Presentation (CTI)

OBJECTIVES: Post-Brexit, the UK introduced the International Recognition Procedure (IRP) on 1 January 2024, to expedite access to medicines and allow companies with Marketing Authorisations from MHRA-designated Reference Regulators (RRs) to seek UK approval using the same assessment (dossier). This study reviewed all IRP applications to date, comparing review processes across RRs, and assessed whether it has expedited access.
METHODS: IRP application data were obtained from the MHRA through a Freedom of Information (FoI) request, including details of products, IRP routes, RRs, submission types, and authorisation status. The analysis was restricted to new active substances and IRP route B, given Route B's broader eligibility criteria for innovative therapies. Duplicate entries for different doses of the same treatment were excluded.

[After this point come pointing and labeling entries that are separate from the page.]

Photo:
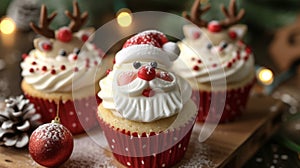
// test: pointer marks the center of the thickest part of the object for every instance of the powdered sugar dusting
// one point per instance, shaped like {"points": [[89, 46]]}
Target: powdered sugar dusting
{"points": [[51, 131]]}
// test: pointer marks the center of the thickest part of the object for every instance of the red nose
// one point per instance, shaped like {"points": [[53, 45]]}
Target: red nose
{"points": [[64, 34], [147, 73]]}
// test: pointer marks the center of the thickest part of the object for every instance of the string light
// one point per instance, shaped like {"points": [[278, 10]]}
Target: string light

RESULTS: As of 1 May 2025, 456 IRP applications had received decisions, originating from 19 RRs. These applications covered 25 active substances—11 via IRP Route A and 14 via Route B. Of the Route B applications, 11 were supported by EMA decisions, 2 by the US FDA, and 1 by Health Canada. The average review time for new active substances under Route B was 184 days. Notably, the three applications supported by the US FDA and Health Canada were authorised by the MHRA ahead of European Commission (EC) approval, whereas the remaining 11 substances became available in the EU before reaching the UK market.
CONCLUSIONS: Over the past 16 months, most IRP applications used EMA as the reference authority, likely reflecting that many applications were submitted to EMA prior to Brexit and received authorisation after the IRP launched. Three cases achieved UK approval before EMA authorisation through IRP. While these early examples demonstrate the IRP's potential to accelerate UK patient access to innovative therapies compared to the EU, a longer evaluation period is needed to fully assess its impact.